Denmark as a free and liberal country does not have many restrictions when it comes to the media because its population is multi-cultural and very accepting of a wide range of views and opinions and if it were to take the restrictions of every religion and tradition of its people the country would no longer be following the plan of Venstre's very liberal and open policy. With a totally secular government, the Danish government could not formally apologize on behalf of the newspaper that sparked the caricature controversy whilst condemning the actions of the newspaper and deeming them inappropriate considering the large population of Muslims native to Denmark. Denmark is currently reviewing its policy on media control and guidance.

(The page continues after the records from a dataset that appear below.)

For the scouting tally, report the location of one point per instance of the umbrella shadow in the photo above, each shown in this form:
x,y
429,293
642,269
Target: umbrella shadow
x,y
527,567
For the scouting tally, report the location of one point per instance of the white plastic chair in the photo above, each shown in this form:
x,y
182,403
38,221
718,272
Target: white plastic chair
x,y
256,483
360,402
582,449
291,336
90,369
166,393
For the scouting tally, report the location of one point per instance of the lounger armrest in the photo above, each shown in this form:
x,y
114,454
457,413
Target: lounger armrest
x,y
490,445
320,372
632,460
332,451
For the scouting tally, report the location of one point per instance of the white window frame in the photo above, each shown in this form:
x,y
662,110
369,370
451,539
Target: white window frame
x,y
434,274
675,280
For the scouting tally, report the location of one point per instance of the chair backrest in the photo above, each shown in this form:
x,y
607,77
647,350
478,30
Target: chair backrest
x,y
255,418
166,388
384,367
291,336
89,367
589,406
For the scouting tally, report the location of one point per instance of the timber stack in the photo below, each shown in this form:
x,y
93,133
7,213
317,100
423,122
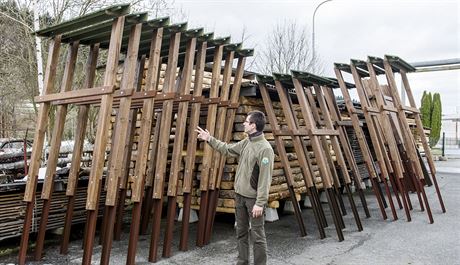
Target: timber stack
x,y
189,81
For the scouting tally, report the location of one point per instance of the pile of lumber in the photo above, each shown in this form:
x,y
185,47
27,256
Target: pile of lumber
x,y
12,209
278,189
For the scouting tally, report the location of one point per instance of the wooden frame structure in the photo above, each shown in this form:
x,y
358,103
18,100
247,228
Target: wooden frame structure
x,y
138,38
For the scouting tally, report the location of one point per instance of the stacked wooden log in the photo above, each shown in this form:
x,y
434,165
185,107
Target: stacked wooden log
x,y
12,209
278,189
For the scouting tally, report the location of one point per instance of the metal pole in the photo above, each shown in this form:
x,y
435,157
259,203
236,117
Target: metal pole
x,y
313,56
443,143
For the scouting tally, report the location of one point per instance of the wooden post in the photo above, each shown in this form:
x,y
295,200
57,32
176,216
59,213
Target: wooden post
x,y
191,144
181,120
42,120
82,121
337,150
139,177
361,138
227,134
120,139
56,139
385,120
101,139
207,156
317,149
345,143
219,131
375,134
407,135
285,162
127,155
166,117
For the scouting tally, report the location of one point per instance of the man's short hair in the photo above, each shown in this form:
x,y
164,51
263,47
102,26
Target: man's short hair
x,y
258,118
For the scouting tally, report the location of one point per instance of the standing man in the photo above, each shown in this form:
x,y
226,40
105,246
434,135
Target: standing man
x,y
252,182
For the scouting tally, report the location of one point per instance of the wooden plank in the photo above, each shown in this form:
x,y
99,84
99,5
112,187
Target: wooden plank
x,y
398,169
128,82
284,160
191,144
208,151
163,145
147,117
104,115
56,139
181,120
81,93
425,145
42,120
365,151
407,135
95,177
82,121
120,140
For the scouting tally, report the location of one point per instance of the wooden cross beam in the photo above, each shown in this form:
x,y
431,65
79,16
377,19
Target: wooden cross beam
x,y
39,138
365,151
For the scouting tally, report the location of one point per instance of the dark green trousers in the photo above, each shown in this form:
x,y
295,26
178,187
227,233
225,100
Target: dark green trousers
x,y
243,211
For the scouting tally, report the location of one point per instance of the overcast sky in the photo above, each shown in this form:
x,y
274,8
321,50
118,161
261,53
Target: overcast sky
x,y
414,30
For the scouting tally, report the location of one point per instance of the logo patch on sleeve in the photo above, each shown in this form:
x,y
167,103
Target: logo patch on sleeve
x,y
265,160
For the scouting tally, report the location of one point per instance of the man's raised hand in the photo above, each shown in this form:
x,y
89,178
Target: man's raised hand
x,y
202,134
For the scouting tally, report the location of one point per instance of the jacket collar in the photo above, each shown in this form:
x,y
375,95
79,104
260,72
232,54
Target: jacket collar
x,y
256,136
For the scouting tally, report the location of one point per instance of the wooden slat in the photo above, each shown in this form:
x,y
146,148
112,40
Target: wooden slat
x,y
82,121
128,82
147,118
81,93
104,115
59,122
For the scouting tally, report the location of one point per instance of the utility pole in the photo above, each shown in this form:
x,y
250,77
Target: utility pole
x,y
313,56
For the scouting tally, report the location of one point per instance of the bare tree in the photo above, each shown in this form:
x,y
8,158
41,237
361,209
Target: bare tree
x,y
287,47
18,68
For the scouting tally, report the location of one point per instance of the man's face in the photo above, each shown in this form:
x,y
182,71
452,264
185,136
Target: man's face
x,y
249,127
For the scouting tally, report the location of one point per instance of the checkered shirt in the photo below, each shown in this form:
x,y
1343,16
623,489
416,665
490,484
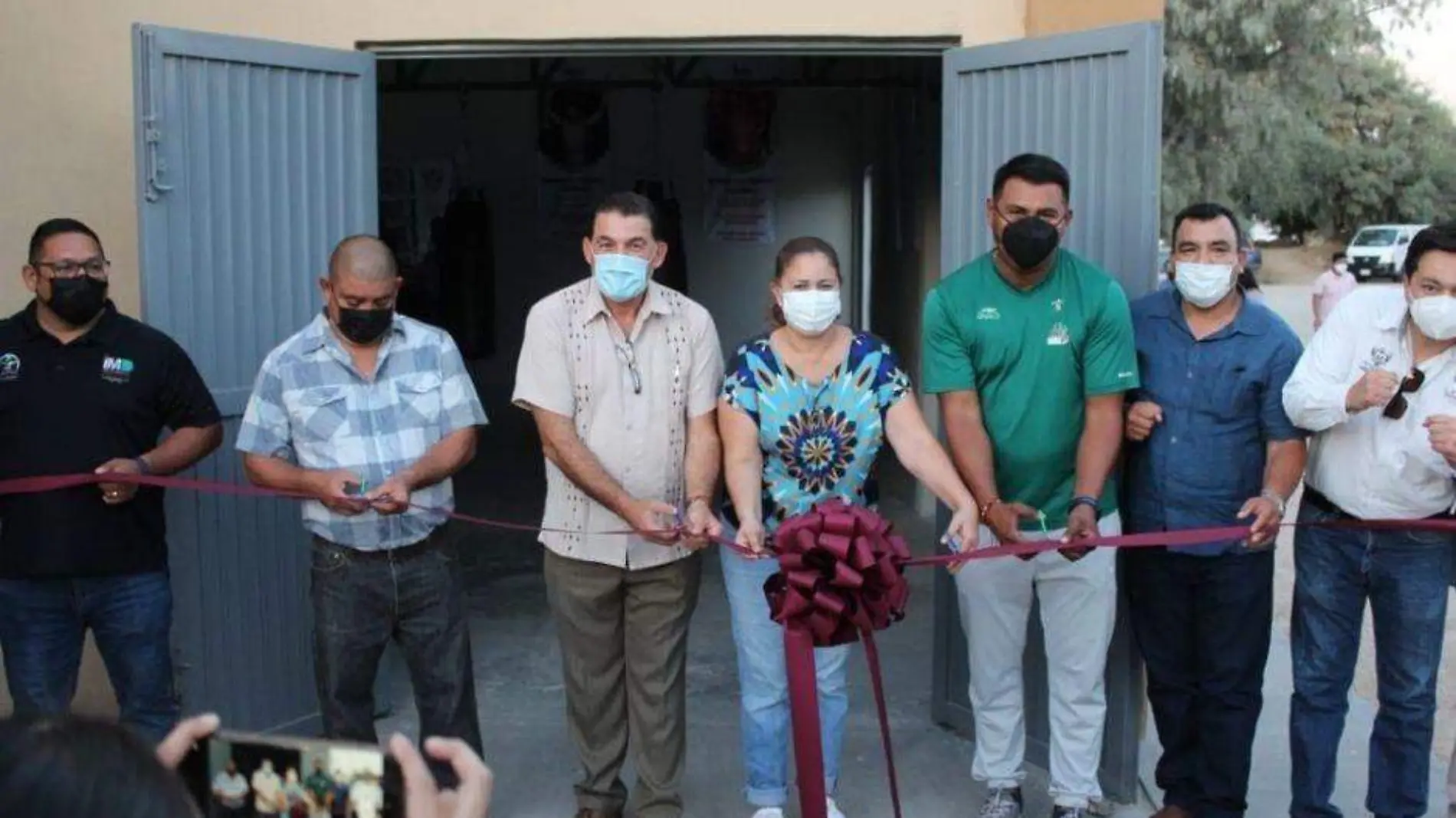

Denmark urges the UN to consider calling a conference to place a relatively loose yet well thought-out control standard for media internationally to which every media outlet and source must conform.
4. Towards eliminating arms proliferation
Arms proliferation is the rapid multiplication of arms worldwide and as any arms, especially those in the hands of rebel and terrorist groups pose a threat on the world at large, this topic has long been on the UN agenda.
Many conferences have been called by the UN to discuss disarmament and the elimination of arms proliferation and many resolutions have been passed in the GA to form and forming branches and organizations to aid in the elimination of arms proliferation as ninety percent of the killings in today's wars take place as a result of the proliferation of light weapons and other small arms.
Denmark is a great promoter of peace and the rapid proliferation of arms hinders the path to peace a great deal and Denmark fully supports all action taken against the spreading of arms, especially in third-world countries where this problem is most prominent.
Denmark urges the UN to consider taking measures and imposing stricter rules and production regulations on the manufacturers of small arms and to also consider placing tracking devices in/on each and every weapon and having monitors specifically employed for these tasks. Denmark also urges the UN to keep watch over Africa and third world country most afflicted by this crisis.
5. The integration of women in development
The prejudice and setbacks the female race has suffered throughout history and consistent oppression by men has slowed down or hindered their path to be a large part of the world's activity, economy and most importantly, development. In many countries, women are not partakers in vital development projects and plans while they have much to offer and many views to give whilst not being given the chance to express them.
The UN works toward the integration of women in development because, as 51% of the world's population, they have much to offer and could have a very large role in development in countless countries that are not currently benefiting from their capabilities and skills. The integration of women in development is one of the main issues on the UN agenda.
Denmark is one of the strongest supporters of the integration of women in development because, throughout its history, women have served the country a great deal and in modern day, share a balance and harmonious equilibrium with the male workforce. This is one of the greatest factors in the success of Denmark as a peaceful country, as with the rest of the Netherlands. Denmark believes that to achieve harmony in the country and consistent and positive development, both genders, and all ethnicities and citizens must be involved to bring different views, new ideas and most of all avoid all conflict and protest that would be an obstruction in the way of development.
Denmark urges the UN to call a conference and set an international standard over the next ten to fifteen years for the percentage of educated women that must be integrated in development, which a country cannot go below. Denmark also urges the UN to closely examine how lack of and or proper education and average socio-economic standard of a country/region factor into this and target the specific problems that arise from these areas.